Rennie’s team members' broad experience across wool, hemp, feedlot cattle, chicken meat and agricultural trade policy has shaped a holistic, systems‑based approach to the economic work for The Future Flock engagement. Exposure to complex production systems, diverse value chains, and varied market structures means we bring a deep understanding of how farm‑level decisions interact with processing, logistics, market access, regulation, and international competitiveness at the aggregate industry level.
Our previous work has combined rigorous cost and economic modelling, extensive industry consultation, supply chain mapping, and policy analysis. These skills ensure that The Future Flock analysis captures not just broad inputs and outputs, but also sheep specific system dynamics, resource constraints, industry incentives, and long‑term strategic opportunities.
What is the purpose of the economic analysis within The Future Flock?
The purpose of our work is to provide clear, evidence-based economic analysis that guides the development of The Future Flock strategy. Our role is specifically to quantify the economic impacts of key challenges (like the live export ban, processing capacity, workforce constraints, etc…), assess opportunities across the wool and sheep meat value chain, and deliver scenario modelling that shows how different strategic choices will affect producers, processors, regions, and markets.
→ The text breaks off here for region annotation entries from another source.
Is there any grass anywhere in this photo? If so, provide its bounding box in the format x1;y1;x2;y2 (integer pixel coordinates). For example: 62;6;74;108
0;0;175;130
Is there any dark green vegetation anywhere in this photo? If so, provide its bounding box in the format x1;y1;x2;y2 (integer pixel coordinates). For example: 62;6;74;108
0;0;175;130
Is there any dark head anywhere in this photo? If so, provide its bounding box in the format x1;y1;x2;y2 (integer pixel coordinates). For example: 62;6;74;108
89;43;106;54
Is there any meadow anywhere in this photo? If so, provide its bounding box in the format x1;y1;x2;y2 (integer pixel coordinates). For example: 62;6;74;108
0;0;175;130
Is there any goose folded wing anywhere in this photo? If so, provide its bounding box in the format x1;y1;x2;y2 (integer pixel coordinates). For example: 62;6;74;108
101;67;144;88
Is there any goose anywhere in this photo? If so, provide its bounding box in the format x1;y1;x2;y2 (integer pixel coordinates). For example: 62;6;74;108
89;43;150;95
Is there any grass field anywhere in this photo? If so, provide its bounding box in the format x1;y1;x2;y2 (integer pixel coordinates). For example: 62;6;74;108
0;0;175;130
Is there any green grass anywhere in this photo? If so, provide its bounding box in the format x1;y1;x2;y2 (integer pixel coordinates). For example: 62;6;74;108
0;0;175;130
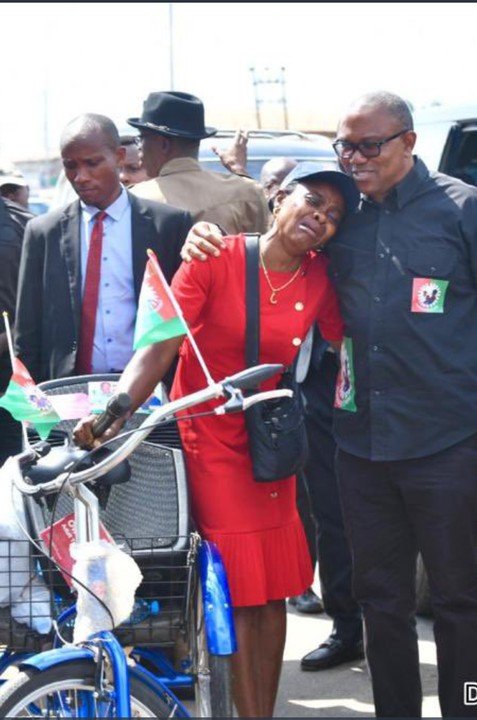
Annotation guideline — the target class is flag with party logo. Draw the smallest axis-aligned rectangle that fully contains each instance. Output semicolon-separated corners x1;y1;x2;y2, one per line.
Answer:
334;337;357;412
134;250;187;350
411;278;449;313
0;358;61;440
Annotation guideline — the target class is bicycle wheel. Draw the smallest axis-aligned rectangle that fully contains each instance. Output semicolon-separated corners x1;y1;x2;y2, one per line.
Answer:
194;589;233;718
0;660;178;718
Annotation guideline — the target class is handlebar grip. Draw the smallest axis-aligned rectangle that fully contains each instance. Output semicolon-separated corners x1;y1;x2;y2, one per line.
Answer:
225;363;284;390
91;393;131;438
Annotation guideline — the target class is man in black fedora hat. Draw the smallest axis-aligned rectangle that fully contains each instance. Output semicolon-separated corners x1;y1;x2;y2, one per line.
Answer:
128;91;268;234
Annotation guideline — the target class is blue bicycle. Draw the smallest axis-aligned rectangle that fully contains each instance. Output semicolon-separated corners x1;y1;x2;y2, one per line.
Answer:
0;365;288;718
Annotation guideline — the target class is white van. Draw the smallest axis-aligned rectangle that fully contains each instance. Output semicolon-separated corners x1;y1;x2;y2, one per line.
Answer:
413;102;477;185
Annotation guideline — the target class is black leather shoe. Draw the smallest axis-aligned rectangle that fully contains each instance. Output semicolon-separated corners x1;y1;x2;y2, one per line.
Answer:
301;636;364;670
288;588;325;615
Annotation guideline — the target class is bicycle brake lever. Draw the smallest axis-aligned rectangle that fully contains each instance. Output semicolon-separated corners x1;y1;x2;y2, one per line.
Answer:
214;383;245;415
242;388;293;410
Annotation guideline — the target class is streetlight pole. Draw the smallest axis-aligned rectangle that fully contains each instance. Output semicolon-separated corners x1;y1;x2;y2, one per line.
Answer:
168;3;174;90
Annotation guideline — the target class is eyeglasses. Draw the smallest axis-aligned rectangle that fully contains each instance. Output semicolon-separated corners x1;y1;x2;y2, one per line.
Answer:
333;129;409;160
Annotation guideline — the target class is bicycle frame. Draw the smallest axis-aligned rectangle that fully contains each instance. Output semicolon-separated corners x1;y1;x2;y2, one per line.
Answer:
0;365;282;718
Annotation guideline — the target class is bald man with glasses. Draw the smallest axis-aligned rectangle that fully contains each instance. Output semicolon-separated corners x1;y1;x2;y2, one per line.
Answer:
182;92;477;717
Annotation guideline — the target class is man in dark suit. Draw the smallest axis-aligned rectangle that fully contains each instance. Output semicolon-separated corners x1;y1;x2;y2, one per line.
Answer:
296;325;364;670
15;114;191;382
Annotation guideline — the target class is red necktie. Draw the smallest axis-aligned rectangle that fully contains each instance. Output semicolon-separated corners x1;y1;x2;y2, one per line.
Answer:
76;212;106;375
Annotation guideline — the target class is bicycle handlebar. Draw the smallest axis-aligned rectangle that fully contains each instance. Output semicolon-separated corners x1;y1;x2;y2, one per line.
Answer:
11;364;284;495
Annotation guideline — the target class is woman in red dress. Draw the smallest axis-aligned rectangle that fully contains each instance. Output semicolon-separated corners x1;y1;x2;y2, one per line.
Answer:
76;165;357;717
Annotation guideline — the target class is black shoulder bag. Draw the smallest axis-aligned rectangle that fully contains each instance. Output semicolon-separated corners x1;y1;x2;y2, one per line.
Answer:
245;235;308;482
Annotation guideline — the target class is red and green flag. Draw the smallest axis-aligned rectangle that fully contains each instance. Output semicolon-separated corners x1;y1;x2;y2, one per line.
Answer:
0;358;61;440
134;250;187;350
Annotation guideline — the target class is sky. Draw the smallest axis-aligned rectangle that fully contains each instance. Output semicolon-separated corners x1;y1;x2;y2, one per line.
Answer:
0;2;477;161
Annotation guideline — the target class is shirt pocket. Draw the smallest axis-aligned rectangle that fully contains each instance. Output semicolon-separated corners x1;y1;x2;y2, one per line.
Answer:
407;244;457;278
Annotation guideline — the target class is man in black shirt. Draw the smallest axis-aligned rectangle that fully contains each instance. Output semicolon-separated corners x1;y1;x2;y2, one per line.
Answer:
329;93;477;717
180;93;477;717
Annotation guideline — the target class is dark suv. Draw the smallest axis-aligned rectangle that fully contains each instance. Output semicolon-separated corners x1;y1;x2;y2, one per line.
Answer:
199;130;337;180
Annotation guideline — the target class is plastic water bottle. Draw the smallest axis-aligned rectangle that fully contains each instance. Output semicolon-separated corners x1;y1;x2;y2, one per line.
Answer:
127;598;160;625
88;555;108;600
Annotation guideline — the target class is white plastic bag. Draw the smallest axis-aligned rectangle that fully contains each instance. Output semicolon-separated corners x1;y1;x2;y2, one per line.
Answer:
0;460;52;633
71;540;142;643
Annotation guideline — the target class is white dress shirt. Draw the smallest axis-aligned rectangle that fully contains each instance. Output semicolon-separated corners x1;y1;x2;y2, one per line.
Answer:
81;188;137;373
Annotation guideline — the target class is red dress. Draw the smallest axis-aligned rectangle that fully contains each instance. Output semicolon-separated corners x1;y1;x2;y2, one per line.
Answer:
172;235;342;606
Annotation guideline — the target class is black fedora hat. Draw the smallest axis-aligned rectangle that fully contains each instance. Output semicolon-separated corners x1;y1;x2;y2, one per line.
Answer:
128;90;217;140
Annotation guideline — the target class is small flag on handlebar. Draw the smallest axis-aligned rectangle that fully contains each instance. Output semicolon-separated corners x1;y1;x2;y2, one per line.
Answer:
0;358;61;440
134;250;187;350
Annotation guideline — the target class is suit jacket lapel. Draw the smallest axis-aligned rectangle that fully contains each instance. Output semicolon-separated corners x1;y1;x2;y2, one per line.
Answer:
128;193;151;302
60;200;81;337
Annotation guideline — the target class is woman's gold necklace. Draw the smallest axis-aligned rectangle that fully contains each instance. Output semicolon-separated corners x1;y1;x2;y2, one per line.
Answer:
260;253;301;305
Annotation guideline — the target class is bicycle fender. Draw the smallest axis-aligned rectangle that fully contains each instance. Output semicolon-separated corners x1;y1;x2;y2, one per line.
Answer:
19;645;94;671
199;540;237;655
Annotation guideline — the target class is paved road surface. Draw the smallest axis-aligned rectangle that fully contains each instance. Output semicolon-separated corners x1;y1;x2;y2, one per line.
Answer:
275;608;440;718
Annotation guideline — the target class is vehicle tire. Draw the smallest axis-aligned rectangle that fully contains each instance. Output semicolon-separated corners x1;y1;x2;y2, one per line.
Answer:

Our work is intended to give Sheep Producers Australia the robust economic foundation needed to prioritise targeted investment, support transformational change, and position the industry for long term resilience.
What data sources or industry inputs are being used to build economic modelling?
ABARES data is at the centre of our model's initial inputs. Supplementary to this a range of academic papers, consultations with industry experts, along with desktop research which form the basis of further scenario functionality, and inputs, within the model.
Additionally, Rennie Advisory has partnered with Ben van Delden (Delco AgriFood), Selwyn Heilbron (SG Heilbron Economic & Policy Consulting), and John Brakenridge CNZM to support the depth and robustness of the economic modelling. Together, this group brings deep expertise across agricultural economics, wool and sheepmeat value chains, processing sector dynamics, and market system transformation. Their deep subject matter expertise is supporting the Rennie team to validate key assumptions, strengthening confidence that the modelling is grounded in real world sheep industry conditions.